Levanta la cara; el resplandor de la luz de la calle deja ver que llora; no me atrevo a consolarla, tengo una junta importante mañana y necesito llegar con la mente clara; si la abrazo no va a parar allí, habrá que escucharla largo rato; imposible volver a conciliar el sueño; en la ventana, la luna desborda una sucia luminosidad.
—Ya, tranquilízate. Ven a la cama, también debes descansar.

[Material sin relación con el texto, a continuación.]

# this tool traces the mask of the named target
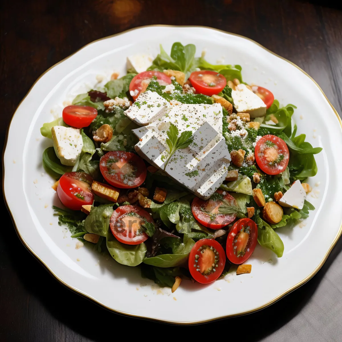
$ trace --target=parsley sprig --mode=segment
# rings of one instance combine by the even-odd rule
[[[191,131],[184,131],[180,134],[178,129],[172,123],[170,125],[166,134],[168,137],[166,139],[166,143],[169,147],[169,151],[167,159],[164,166],[164,170],[173,154],[178,149],[186,148],[193,141],[191,137],[192,132]],[[163,161],[163,160],[162,159],[162,161]]]
[[[222,204],[219,207],[219,211],[221,214],[226,215],[232,215],[234,214],[240,214],[245,215],[245,213],[238,204],[229,202],[224,198],[221,200]]]

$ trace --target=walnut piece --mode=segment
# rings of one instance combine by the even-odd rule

Ella sigue sentada, sollozante; me reclino en la almohada; cierro los ojos y trato de poner mi mente en blanco; necesito dormir; en un rato comenzará a clarear y habrá que ir a la oficina; para entonces, las píldoras que ha tomado empezarán a hacerle efecto; ahora se inclina hacia mí, me estrecha y vuelve a llorar; no tengo otra opción que abrazarla; su cuerpo se amolda al mío; si espera palabras de aliento, sólo obtiene un tranquilízate repetitivo que me hace sentir ridículo; después de unos minutos cesa, se aparta y se recuesta sobre su costado, dándome la espalda; pronto el sueño la arrebata, como si todo lo anterior lo hubiera hecho nada más por joder; su ronquido rasposo me exaspera; con cuidado me pongo de pie: no tiene caso hacer el tonto tratando de dormirse esta madrugada; el cielo se torna grisáceo en la ventana; ya casi amanece; me llega el sonido del tráfico que se desliza, próximo, sobre el asfalto; una luz se enciende en la cocina de la casa de enfrente, las hojas del ficus del jardín delantero brillan con el rocío; nadie en la calle; por fin el doberman se ha callado; silencio en la casa; ni siquiera el rumor de la máquina de oxígeno, ni siquiera.